14. SHAREHOLDERS' EQUITY

 

Preferred Stock issued and outstanding

In 2008, Huntington issued 569,000 shares of 8.50% Series A Non-Cumulative Perpetual Convertible Preferred Stock (Series A Preferred Stock) with a liquidation preference of $1,000 per share. Each share of the Series A Preferred Stock is non-voting and may be converted at any time, at the option of the holder, into 83.668 shares of common stock of Huntington, which represents an approximate initial conversion price of $11.95 per share of common stock. On or after April 15, 2013, at the option of Huntington, the Series A Preferred Stock will be subject to mandatory conversion into Huntington's common stock at the prevailing conversion rate, if the closing price of Huntington's common stock exceeds 130% of the conversion price for 20 trading days during any 30 consecutive trading day period.

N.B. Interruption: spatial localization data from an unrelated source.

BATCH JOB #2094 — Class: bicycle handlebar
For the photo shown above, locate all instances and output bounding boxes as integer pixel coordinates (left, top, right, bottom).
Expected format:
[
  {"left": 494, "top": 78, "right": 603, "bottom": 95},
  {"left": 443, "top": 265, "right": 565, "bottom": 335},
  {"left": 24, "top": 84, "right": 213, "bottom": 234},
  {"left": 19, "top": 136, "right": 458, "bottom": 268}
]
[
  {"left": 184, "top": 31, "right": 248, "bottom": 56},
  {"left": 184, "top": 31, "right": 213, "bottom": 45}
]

In 2011, Huntington issued $35.5 million par value Floating Rate Series B Non-Cumulative Perpetual Preferred Stock with a liquidation preference of $1,000 per share (the Series B Preferred Stock) and, in certain cases, an additional amount of cash consideration, in exchange for $35.5 million of (1) Huntington Capital I Floating Rate Capital Securities, (2) Huntington Capital II Floating Rate Capital Securities, (3) Sky Financial Capital Trust III Floating Rate Capital Securities and (4) Sky Financial Capital Trust IV Floating Rate Capital Securities.

As part of the exchange offer, Huntington issued depositary shares. Each depositary share represents a 1/40th ownership interest in a share of the Series B Preferred Stock. Each holder of a depositary share will be entitled, in proportion to the applicable fraction of a share of Series B Preferred Stock and all the related rights and preferences. Huntington will pay dividends on the Series B Preferred Stock at a floating rate equal to three-month LIBOR plus a spread of 2.70%. The preferred stock was recorded at the par amount of $35.5 million, with the difference between par amount of the shares and their fair value of $23.8 million recorded as a discount.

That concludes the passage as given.